O pedágio dos juízes do Rio
Uma das conversas entregues pelo delator Daniel Gomes aos investigadores é com um de seus parceiros de negócio, Maurício Neves. Em 44 minutos, os dois falam sobre a preocupação com a delação do operador Jorge Luz, alvo da Lava Jato por sua atuação na Petrobras, e sobre o novo trabalho de Neves, como perito judicial em processos no Tribunal de Justiça do Rio de Janeiro. Em tom de reclamação, Neves diz ser um trabalho “bem legal”, mas que não dá “fluxo seguro”. Depois de expor o descontentamento, em tom mais baixo, ele conta ao lobista o que costumava fazer para que um juiz carioca o nomeasse perito nos processos: “O juiz me cobra 50% de pedágio”. “O juiz?”, indaga o lobista. “É. Uma irmã dele que negocia comigo”, explica. Na sequência, o perito diz que, no começo, resistiu à parceria, mas acabou cedendo. “Eu relutei, relutei. Mas falei, vou entrar e criar uma dependência menor. Eu entrei e estou pagando 50%. Em seis meses, o cara me deu 40 casos. Mas nem todos depositaram a verba. Tem caso de 160 mil”, diz.
A relação com os alvos da Lava Jato
Como quase tudo na crônica político-policial brasileira, o esquema paraibano se entrelaça com outros, inclusive com o petrolão. O lobista Daniel Gomes conta que era próximo de figuras proeminentes colhidas pela Lava Jato. Fala, por exemplo, de sua relação com Jorge Luz, operador do MDB na Petrobras, com o ex-deputado federal petista Cândido Vacarezza e com Leonardo Picciani, ex-ministro do governo de Michel Temer (leia aqui).

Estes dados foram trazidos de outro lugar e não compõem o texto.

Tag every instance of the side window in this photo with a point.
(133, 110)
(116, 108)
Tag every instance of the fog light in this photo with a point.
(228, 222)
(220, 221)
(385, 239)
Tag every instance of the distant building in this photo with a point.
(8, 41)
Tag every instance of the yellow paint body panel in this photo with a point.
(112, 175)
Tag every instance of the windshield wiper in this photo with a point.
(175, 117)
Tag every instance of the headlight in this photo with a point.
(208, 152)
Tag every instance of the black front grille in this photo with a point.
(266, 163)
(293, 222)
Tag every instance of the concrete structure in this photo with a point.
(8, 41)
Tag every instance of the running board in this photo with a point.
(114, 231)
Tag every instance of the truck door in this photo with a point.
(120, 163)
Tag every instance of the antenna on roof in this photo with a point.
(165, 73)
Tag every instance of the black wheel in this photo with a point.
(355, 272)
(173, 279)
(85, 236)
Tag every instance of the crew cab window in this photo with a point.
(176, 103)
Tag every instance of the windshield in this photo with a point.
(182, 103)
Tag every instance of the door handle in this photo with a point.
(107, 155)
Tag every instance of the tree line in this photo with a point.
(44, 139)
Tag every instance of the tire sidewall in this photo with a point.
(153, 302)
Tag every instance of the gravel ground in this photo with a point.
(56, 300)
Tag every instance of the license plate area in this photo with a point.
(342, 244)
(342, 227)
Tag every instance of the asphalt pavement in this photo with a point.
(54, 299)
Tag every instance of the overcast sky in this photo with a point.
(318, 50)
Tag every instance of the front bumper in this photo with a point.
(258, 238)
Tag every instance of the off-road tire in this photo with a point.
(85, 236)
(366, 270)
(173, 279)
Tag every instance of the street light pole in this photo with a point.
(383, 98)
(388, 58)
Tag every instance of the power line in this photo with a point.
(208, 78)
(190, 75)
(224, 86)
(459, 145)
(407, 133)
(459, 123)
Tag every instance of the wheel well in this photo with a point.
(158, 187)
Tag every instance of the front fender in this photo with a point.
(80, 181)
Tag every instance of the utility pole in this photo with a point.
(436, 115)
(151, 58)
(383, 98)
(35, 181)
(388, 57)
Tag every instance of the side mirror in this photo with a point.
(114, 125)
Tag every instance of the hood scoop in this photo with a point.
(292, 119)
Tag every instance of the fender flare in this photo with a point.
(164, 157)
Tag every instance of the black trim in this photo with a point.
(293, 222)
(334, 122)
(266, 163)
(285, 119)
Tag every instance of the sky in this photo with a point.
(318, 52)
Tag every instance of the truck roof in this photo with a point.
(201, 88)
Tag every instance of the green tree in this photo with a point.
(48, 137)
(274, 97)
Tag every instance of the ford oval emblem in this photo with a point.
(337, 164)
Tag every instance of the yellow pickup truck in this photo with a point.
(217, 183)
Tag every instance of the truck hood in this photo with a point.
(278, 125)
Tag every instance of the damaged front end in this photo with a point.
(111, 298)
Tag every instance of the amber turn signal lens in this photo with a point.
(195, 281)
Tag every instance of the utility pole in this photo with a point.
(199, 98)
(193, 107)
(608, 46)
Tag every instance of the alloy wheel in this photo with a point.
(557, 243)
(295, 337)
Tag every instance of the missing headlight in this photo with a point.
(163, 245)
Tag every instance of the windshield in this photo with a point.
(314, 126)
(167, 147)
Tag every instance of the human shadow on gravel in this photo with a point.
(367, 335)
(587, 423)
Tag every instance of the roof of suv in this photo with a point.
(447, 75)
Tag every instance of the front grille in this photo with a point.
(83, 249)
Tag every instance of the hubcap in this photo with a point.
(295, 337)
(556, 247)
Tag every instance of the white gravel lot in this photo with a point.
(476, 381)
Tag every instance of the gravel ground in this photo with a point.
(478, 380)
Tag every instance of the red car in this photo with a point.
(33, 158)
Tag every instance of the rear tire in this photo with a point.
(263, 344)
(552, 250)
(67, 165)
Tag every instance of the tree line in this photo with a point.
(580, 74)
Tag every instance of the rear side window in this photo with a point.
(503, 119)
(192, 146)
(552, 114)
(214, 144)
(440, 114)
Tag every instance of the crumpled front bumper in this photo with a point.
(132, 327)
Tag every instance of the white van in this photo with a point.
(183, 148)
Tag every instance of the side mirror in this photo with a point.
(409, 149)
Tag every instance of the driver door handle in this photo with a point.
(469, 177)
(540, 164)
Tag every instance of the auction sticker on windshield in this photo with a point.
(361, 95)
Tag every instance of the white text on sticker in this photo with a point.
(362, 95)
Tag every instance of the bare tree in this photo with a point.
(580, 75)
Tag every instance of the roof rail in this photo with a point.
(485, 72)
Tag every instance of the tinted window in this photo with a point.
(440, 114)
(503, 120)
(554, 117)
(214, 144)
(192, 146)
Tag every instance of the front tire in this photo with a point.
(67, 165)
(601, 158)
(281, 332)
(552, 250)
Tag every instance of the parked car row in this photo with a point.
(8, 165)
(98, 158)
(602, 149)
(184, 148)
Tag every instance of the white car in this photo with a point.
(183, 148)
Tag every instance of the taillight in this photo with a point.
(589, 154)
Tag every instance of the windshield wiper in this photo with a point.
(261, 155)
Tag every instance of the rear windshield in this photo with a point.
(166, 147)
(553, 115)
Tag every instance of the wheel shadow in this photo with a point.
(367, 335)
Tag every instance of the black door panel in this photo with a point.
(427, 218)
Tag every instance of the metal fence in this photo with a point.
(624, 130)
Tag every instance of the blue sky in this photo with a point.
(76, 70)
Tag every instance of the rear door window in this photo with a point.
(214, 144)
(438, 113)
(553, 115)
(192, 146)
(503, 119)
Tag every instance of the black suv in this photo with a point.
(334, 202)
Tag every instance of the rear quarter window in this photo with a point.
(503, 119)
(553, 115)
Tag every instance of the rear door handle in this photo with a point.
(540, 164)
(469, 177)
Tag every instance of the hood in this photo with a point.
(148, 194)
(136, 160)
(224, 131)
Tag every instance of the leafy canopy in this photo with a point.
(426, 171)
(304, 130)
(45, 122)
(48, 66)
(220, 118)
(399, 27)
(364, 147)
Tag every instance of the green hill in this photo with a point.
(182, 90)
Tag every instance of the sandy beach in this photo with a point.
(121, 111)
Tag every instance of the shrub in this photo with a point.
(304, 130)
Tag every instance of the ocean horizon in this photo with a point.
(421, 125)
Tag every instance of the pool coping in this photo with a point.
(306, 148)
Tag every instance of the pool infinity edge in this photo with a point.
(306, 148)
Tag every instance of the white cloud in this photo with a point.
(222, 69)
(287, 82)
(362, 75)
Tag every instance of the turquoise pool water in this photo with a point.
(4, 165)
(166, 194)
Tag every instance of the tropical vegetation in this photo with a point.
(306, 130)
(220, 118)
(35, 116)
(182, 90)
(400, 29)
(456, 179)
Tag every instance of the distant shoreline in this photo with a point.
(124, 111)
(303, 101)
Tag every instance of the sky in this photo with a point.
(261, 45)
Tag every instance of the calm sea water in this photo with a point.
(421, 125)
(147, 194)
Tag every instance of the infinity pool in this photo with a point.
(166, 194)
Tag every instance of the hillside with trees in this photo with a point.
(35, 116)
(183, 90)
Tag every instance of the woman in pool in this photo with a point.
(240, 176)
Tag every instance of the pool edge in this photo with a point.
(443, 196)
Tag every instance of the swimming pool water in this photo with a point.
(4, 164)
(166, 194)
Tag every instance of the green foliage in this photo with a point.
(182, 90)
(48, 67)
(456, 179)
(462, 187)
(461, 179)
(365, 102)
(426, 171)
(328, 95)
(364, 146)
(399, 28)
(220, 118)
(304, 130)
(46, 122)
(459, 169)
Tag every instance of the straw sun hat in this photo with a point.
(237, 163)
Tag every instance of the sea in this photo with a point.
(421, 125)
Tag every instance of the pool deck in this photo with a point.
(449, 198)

Gomes conta que os três o ajudaram a conquistar contratos na Secretaria de Saúde do Rio, então comandada por Sérgio Côrtes, homem de confiança de Sérgio Cabral. O delator chegou a entregar gravações de conversas com Jorge Luz e com outras pessoas próximas a ele. Em algumas, os interlocutores se mostram preocupados com a possibilidade de o operador do MDB, que havia caído em desgraça na Lava Jato, fechar um acordo de delação premiada com os procuradores de Curitiba. Não imaginavam que, em pouco tempo – e, ironicamente, pelas mãos do aliado a quem manifestavam a preocupação –, estariam metidos em outra rumorosa investigação. Os cofres públicos agradecem.